The reality show, that supposedly blasts teens into space with no adult supervision or training, is created by an outlandish, over-the-top network called DV8. The show “Waste of Space” is created in a world where many other outrageous reality tv shows are popular. The public instantly falls in love with the cast and never questions how teens with no space experience could be sent up there alone. The “spacetronauts” (because astronaut isn’t coined by DV8) become the must watch tv of the year. This is a world where ridiculous reality tv shows are popular and that’s a world I can believe in.

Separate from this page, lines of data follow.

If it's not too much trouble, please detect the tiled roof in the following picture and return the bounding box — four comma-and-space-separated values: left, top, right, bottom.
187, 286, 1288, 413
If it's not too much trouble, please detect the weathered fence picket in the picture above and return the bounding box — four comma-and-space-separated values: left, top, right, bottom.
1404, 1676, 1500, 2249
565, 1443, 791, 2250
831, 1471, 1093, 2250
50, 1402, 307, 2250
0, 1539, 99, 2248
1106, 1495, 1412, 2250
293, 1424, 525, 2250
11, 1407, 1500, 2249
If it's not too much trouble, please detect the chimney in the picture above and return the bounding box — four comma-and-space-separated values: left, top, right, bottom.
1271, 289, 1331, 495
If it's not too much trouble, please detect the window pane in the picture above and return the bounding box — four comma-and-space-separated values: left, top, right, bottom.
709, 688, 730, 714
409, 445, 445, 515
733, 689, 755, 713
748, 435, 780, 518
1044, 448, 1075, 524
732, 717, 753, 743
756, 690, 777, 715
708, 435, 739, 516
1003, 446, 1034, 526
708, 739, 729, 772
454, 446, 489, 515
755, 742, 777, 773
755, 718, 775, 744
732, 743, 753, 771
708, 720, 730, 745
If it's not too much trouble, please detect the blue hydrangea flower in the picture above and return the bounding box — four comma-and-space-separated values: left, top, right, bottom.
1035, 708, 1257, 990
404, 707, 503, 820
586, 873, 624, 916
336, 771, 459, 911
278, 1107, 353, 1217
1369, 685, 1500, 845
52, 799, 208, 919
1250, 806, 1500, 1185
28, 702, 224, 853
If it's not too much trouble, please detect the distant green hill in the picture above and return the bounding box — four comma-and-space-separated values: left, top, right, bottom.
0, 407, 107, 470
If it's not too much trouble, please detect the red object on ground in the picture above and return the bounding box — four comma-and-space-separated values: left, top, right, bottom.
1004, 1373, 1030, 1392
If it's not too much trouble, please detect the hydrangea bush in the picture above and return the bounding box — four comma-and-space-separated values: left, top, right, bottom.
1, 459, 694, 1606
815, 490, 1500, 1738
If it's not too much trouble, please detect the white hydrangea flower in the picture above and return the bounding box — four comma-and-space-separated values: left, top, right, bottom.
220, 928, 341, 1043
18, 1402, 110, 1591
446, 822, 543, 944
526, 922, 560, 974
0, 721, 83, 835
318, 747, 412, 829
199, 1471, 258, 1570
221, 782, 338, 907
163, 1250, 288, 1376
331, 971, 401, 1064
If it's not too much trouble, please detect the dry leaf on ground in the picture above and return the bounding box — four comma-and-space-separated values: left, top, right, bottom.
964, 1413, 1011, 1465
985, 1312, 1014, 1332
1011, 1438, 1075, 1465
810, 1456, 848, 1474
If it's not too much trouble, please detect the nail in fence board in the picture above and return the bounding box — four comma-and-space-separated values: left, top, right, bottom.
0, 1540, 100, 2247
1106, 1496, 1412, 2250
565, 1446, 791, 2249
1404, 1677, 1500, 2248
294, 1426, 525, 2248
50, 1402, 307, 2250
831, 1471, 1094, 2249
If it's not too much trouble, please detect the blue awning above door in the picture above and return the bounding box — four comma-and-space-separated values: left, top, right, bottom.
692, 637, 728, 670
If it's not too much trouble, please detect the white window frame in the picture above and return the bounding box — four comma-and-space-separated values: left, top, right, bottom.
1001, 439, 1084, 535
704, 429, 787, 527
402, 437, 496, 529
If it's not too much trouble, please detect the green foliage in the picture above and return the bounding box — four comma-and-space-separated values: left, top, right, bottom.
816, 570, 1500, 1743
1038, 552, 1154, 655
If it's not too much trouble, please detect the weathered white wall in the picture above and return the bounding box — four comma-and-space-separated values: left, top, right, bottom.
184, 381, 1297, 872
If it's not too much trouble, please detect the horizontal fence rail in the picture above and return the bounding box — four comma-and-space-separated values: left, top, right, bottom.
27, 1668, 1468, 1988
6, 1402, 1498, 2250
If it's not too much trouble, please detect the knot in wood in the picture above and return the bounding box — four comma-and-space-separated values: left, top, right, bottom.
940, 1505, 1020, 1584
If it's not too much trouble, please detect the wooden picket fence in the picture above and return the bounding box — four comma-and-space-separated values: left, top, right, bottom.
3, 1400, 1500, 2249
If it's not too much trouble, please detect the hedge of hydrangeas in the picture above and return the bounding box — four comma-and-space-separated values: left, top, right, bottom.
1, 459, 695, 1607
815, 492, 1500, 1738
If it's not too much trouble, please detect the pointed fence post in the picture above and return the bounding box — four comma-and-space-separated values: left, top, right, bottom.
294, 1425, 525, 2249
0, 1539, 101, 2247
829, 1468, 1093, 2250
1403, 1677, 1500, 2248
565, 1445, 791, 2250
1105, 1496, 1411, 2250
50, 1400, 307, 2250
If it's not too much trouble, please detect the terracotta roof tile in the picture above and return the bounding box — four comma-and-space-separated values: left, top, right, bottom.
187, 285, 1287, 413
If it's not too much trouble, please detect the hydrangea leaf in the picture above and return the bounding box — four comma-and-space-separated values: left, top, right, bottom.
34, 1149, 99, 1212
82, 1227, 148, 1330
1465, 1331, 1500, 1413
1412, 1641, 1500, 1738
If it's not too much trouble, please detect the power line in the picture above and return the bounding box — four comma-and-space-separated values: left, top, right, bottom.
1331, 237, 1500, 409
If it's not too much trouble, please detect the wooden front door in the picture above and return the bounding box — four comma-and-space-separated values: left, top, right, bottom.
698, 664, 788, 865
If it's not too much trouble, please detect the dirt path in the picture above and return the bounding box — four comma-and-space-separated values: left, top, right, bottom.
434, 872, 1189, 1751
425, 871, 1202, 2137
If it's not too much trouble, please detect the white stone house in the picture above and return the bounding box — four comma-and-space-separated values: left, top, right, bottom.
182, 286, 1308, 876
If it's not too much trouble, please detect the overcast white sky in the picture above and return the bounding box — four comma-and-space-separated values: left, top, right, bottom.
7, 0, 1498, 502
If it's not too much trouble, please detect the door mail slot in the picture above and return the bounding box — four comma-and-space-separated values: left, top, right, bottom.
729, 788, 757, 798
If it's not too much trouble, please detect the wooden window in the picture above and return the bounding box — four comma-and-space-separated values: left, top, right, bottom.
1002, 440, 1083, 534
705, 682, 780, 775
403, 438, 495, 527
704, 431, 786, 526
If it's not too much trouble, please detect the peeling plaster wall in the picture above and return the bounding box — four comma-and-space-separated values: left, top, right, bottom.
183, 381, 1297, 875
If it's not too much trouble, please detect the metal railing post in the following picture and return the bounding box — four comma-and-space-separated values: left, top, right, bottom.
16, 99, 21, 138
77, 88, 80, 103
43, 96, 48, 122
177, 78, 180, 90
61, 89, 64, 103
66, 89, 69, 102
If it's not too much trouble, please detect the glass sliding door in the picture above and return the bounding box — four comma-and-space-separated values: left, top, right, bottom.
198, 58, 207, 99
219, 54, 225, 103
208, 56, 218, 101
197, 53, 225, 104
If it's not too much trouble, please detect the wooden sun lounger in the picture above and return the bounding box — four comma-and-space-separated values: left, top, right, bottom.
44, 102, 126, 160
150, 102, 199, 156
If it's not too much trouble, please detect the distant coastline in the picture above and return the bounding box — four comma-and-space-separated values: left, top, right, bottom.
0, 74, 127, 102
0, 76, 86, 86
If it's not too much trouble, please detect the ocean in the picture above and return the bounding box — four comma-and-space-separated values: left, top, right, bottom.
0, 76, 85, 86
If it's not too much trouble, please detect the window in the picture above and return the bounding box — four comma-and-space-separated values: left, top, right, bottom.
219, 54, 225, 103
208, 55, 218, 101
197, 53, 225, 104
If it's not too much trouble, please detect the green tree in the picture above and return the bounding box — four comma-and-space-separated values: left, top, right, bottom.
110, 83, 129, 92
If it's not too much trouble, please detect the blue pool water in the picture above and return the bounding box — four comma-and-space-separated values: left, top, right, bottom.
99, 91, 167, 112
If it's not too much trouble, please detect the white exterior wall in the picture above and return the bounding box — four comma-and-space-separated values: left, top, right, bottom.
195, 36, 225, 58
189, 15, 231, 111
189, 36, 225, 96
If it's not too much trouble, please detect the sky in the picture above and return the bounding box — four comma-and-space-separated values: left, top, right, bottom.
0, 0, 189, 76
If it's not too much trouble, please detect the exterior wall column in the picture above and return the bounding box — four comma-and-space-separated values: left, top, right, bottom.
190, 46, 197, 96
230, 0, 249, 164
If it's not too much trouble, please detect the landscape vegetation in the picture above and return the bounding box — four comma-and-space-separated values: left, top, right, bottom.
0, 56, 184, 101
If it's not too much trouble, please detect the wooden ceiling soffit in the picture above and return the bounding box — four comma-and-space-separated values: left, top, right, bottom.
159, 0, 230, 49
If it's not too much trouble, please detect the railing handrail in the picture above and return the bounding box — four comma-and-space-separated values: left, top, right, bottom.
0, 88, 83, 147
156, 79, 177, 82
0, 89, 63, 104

The cast is deliberately chosen by the network to represent diverse stereotypes. The contestants are aware of the molds they’re supposed to fit. Jamarkus knows he’s been cast as a “double diverse” agent–being African American and gay. He sidesteps the assumptions about him and keeps his eyes focused on the end goal–getting a scholarship to MIT. Karou, a teen who was just visiting from Japan and doesn’t even speak English is kidnapped and put into the show. She is the first to figure out that they’re not really in space. Unfortunately none of her co-spacetronauts can understand Japanese. DV8 uses diversity as a marketing ploy without actually understanding it though the teens quickly figure out how to play the system to get what they want.
The entire book is told through video transcripts, emails, recordings of phone calls, and cast video confessions. The formatting made it so easy to read and get every character’s perspective on this strange situation they’ve been put in. The format also lets readers see the entire conception, planning, and execution of the show from the developer’s POV.
Readers of Margaret Stohl’s Royce Rolls and fans of Big Brother will love this quirky 24/7 look at teens stuck together. Reluctant readers will enjoy this book because of the unique, attention grabbing plot and fun format. The array of characters on board, personalities behind the scenes, and plot twists make this a fast, unforgettable read!